GCP VM consistently shutting down without warning - ssh

Been using a GCP preemptible VM for a few months without problems, but in the last 4 weeks my instances have consistently shut off anywhere from 10 minutes to 20 minutes into operation.
I'll be in the middle of training, and my notebook will suddenly disconnect. The terminal will show this error:
jupyter#fastai-instance:~$ Connection to 104.154.142.171 closed by remote host.
Connection to 104.154.142.171 closed.
ERROR: (gcloud.compute.ssh) [/usr/bin/ssh] exited with return code [255].
I then check the status of my VM, to see that it has shutdown.
I searched the terminal traceback and found this thread, which seemed promising: ERROR: (gcloud.compute.ssh) [/usr/bin/ssh] exited with return code [255]
When I ran sudo gcloud compute config-ssh my VM ran for much longer than usual before shutting down, yet shutdown in the same way after about an hour. Since then, back to the same behavior.
I know preemptible instances can be shutdown when the platform needs resources, but my understanding is that comes with some kind of warning. I've checked the status of GCP's servers after shutdowns and they appear to be fine. This is also happening the same way every time I turn my VM on, which seems too frequent for preempting.
I am not sure where to look for any clues – has anyone else had a problem like this? What's especially puzzling to me is, if it is in fact an SSH problem, why would that cause the VM itself to shutdown, rather than just break the connection?
Thanks very much for any help!

Did you try to set a shutdown script and to print something in a file for validating the state of the VM when it goes down ?
Try this as shutdown script
#!/bin/bash
curl "http://metadata.google.internal/computeMetadata/v1/instance/preempted" -H "Metadata-Flavor: Google" > /tmp/preempted.log
If there is TRUE in the file, it's because the VM has been preempted.
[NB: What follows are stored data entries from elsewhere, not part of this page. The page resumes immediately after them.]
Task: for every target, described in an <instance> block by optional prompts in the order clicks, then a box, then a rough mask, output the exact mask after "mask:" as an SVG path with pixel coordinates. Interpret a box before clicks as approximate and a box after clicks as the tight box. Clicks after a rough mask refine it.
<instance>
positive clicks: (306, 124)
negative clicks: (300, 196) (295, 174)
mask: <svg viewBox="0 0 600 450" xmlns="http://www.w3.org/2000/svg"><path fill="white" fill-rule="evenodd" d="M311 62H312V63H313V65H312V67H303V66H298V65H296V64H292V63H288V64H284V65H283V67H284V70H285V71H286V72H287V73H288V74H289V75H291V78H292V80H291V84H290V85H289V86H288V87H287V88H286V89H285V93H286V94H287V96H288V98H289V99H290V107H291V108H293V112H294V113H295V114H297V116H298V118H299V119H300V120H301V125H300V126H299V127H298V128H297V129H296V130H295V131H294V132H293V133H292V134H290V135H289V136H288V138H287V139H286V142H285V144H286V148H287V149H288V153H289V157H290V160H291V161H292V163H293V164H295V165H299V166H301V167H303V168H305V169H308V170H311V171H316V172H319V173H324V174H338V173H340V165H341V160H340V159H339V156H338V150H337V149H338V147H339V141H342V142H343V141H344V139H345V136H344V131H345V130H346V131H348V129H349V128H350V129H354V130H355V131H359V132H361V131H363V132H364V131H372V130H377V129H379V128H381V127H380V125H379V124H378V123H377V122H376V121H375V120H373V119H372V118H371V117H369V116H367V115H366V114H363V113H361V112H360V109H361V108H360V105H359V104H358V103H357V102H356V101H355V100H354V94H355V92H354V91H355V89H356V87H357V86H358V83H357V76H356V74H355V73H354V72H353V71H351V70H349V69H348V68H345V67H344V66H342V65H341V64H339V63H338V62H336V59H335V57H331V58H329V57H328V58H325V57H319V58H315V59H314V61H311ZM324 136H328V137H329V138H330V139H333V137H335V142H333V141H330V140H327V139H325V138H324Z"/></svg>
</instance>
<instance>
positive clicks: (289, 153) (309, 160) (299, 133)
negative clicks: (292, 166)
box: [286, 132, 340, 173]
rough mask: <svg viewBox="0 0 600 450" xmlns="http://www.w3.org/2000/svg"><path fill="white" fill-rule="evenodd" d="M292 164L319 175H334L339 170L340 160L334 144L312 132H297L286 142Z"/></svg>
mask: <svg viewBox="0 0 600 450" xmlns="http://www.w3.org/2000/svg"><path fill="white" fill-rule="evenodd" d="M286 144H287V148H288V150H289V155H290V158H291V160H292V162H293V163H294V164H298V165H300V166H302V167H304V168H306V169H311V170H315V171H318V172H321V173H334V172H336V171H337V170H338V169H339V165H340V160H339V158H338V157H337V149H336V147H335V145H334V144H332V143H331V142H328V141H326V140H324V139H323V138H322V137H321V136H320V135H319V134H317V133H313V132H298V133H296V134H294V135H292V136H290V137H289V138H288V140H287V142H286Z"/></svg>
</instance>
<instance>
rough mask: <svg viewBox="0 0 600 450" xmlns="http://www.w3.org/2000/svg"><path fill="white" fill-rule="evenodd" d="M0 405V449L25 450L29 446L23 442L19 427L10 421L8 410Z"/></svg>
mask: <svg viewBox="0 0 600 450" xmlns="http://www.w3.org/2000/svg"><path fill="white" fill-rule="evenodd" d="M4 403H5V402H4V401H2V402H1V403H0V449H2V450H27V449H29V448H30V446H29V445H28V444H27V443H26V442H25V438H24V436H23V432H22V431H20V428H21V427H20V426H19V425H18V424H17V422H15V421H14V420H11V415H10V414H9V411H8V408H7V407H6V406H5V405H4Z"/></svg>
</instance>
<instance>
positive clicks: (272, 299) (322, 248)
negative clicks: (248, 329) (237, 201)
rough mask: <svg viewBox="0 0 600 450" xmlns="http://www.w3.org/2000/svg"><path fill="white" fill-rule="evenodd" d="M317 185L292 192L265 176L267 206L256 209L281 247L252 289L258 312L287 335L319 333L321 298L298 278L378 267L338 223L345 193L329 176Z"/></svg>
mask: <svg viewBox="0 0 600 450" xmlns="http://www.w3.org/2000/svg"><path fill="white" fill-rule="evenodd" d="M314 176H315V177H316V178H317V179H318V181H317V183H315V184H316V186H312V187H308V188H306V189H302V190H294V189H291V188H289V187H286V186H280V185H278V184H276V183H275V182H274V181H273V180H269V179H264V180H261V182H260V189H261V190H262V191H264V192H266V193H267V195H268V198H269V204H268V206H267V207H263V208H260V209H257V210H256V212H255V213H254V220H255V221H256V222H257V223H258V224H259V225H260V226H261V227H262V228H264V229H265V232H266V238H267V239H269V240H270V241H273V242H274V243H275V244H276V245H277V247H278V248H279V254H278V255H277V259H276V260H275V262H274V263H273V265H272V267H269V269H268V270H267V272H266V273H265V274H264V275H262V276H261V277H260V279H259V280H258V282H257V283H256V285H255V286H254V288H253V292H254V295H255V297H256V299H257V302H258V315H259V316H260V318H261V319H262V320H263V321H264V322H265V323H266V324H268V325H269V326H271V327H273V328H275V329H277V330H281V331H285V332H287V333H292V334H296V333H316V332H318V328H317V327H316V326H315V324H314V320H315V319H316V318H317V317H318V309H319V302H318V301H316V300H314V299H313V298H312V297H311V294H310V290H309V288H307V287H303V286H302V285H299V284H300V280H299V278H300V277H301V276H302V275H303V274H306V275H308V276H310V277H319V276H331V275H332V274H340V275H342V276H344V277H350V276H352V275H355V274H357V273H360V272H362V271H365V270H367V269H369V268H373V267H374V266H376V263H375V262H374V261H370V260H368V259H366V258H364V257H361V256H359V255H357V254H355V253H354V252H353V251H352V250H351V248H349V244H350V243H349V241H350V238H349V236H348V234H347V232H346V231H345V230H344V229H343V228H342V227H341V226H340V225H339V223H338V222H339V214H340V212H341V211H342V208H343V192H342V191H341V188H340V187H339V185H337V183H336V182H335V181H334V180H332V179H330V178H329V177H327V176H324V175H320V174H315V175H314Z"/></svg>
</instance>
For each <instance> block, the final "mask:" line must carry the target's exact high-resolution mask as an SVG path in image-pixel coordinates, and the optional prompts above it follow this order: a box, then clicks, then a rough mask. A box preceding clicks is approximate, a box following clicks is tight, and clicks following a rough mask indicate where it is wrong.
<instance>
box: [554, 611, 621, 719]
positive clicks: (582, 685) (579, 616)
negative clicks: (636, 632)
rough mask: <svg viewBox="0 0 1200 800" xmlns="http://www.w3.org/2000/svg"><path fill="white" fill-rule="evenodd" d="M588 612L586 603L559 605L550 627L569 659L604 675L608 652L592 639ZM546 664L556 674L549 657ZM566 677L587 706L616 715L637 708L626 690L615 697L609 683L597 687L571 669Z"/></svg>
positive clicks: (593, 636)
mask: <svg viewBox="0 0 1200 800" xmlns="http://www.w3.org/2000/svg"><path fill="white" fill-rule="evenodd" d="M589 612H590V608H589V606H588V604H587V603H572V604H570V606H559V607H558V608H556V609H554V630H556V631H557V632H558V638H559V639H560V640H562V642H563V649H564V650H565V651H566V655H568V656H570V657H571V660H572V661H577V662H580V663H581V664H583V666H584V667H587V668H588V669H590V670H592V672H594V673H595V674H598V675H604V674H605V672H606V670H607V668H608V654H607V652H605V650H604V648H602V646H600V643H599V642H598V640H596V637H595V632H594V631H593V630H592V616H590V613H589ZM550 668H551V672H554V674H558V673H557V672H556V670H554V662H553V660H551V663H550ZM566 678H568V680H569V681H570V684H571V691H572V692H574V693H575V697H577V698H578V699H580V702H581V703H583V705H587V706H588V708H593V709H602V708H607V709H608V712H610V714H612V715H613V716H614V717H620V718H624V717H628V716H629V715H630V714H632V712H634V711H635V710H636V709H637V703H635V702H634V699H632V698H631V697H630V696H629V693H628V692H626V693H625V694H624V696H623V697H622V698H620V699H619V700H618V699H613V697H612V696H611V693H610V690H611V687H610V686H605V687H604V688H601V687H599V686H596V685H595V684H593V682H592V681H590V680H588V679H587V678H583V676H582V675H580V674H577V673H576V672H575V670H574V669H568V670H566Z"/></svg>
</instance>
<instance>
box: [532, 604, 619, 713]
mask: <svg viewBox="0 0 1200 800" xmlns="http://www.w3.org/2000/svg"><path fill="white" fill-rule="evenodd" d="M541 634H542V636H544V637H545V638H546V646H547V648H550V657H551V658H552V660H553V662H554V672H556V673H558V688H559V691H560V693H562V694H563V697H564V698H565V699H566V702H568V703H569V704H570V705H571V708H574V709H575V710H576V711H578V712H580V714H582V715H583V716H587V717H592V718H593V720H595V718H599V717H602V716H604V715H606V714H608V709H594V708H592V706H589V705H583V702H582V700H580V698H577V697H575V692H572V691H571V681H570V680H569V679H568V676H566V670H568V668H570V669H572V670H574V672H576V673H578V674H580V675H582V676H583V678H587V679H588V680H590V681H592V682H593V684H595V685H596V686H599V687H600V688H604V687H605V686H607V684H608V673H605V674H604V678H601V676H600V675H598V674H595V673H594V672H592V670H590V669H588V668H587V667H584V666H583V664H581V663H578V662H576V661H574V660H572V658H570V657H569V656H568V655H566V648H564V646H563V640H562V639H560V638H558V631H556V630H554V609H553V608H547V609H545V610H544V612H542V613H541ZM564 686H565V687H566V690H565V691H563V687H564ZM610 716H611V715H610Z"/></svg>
If a VM stops and you have an active SSH connection to that VM (via gcloud compute ssh), then it's normal that you are receiving an error. Since the VM goes down, all connections are closed, so does your SSH connection (you cannot connect to a stopped instance). The VM termination causes the SSH error, not the opposite.
When using preemptible instances, Google can reclaim the instance whenever it's needed. Note that (from the docs about preemptible instances limitations) :
Compute Engine might terminate preemptible instances at any time due to system events. The probability that Compute Engine will terminate a preemptible instance for a system event is generally low, but might vary from day to day and from zone to zone depending on current conditions.
It means that one day, your instance may be running for 24 hours without being terminated, but an other day, your instance may be stopped 30 minutes after being started if Compute Engine needs to reclaim some resources.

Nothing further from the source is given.